A group of progressive lawmakers is looking to expand coronavirus relief and put monthly checks directly in the pockets of “ordinary” Americans struggling to make ends meet during the pandemic that has spurred massive layoffs and sent unemployment skyrocketing — a proposal likely to face staunch resistance from the White House and Republican leaders.
“A single check is not sufficient for households that are struggling during this health and economic crisis,” Sen. Ed Markey said during a Sunday morning briefing on the legislation he is filing with Sens. Bernie Sanders and Kamala Harris. “Americans need more than just one payment, providing recurring monthly payments is the most direct and the most efficient mechanism for delivering economic relief to those most vulnerable to this crisis.”
The so-called Monthly Economic Support Act would send $2,000 a month to people earning $120,000 or less — a higher earning threshold than the $75,000 for the first stimulus check that provided $1,200 to many citizens. Married couples would receive $4,000 and families would receive $2,000 per child for up to three children.
Payments would be assessed retroactively to March when the pandemic began and would continue for three months after President Donald Trump’s administration declares an end to the coronavirus public health emergency.
All US residents would be eligible — regardless of whether they have filed taxes recently or have social security numbers.
The Republican-controlled White House and Senate are likely to oppose the plan and have already pushed back on recent and future relief packages. Markey conceded “it has been a battle each step of the way.”
White Hosue top economic adviser Larry Kudlow last week said negotiations with Congress on the next coronavirus relief package will be halted until June.
An April jobs report — the first since the crisis began — pinpointed unemployment at 14.7% and revealed the economy shed 20.5M jobs that month as the coronavirus pandemic spread, triggering widespread business shutdowns. Millions stand to lose, or have already lost, healthcare coverage.

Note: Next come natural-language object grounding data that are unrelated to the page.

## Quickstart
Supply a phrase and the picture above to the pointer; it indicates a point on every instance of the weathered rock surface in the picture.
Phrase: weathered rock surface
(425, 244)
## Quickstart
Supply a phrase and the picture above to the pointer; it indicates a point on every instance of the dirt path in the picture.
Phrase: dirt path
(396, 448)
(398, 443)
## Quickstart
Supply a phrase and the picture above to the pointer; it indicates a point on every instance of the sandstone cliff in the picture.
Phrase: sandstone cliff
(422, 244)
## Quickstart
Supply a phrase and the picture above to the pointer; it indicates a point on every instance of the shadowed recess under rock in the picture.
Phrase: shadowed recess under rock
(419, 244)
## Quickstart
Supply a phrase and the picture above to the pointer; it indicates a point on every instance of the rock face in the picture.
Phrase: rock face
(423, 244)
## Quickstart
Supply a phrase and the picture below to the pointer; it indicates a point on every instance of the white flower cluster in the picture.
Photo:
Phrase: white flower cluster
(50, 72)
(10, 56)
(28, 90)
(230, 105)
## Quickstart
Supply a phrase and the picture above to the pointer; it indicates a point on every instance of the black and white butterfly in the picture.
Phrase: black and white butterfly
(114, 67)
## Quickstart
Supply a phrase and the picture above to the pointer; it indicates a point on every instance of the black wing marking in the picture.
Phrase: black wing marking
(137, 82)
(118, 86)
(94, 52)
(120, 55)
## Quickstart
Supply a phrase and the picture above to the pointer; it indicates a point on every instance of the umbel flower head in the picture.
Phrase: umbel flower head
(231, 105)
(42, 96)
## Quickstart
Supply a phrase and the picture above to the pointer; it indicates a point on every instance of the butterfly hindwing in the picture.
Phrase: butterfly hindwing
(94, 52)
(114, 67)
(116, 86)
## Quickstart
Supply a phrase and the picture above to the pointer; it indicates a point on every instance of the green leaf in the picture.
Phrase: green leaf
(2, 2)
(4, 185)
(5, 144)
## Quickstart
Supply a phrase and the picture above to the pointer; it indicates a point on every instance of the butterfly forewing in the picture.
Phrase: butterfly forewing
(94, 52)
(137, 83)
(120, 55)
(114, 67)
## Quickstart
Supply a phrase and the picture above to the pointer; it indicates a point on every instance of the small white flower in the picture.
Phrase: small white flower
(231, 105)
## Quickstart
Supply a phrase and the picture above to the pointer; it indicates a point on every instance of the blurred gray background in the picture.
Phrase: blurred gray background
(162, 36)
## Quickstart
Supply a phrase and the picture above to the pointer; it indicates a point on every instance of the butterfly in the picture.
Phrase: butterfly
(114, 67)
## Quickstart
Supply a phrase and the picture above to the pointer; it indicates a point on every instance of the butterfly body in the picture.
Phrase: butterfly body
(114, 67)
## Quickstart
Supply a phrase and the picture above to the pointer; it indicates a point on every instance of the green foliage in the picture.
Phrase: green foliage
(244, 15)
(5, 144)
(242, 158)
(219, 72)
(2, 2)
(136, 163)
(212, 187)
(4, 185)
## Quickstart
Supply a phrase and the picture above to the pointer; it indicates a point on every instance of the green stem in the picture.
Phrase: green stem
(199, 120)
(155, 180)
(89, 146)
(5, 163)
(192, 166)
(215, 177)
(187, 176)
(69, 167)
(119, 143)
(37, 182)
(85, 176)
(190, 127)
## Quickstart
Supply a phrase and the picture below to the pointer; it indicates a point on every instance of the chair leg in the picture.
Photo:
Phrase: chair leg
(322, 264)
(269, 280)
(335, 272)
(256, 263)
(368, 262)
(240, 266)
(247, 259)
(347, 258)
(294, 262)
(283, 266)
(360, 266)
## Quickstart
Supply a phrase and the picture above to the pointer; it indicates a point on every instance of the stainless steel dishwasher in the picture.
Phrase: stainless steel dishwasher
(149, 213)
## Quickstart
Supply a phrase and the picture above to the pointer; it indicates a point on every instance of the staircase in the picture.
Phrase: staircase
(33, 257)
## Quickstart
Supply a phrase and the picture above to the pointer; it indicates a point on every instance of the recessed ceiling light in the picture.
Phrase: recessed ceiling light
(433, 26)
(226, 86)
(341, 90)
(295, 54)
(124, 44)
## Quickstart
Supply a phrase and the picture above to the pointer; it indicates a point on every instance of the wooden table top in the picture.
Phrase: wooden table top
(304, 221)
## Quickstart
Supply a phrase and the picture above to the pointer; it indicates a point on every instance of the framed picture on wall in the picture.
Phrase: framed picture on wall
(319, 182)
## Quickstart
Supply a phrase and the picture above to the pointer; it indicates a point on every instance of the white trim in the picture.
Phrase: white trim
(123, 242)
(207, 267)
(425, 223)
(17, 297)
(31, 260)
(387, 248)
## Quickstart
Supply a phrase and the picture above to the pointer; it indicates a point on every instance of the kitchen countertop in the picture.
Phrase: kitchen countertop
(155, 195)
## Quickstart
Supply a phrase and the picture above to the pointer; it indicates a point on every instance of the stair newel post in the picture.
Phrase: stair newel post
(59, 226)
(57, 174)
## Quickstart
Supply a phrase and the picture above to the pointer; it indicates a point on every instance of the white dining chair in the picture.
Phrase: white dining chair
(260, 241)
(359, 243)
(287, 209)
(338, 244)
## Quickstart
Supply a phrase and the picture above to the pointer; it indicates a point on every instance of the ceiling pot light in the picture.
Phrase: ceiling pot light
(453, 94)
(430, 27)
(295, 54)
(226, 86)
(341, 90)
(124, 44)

Low-income people and immigrants have been particularly hard hit by the virus, Markey said. A recent Harvard study revealed people who live in areas with high air pollution — who tend to be low-income individuals and people of color who are more likely to have existing health issues — at greater risk from dying of the highly infectious virus.
“The coronavirus has exposed many of the social inequities that have long existed, but remained out of the public eye,” Markey said.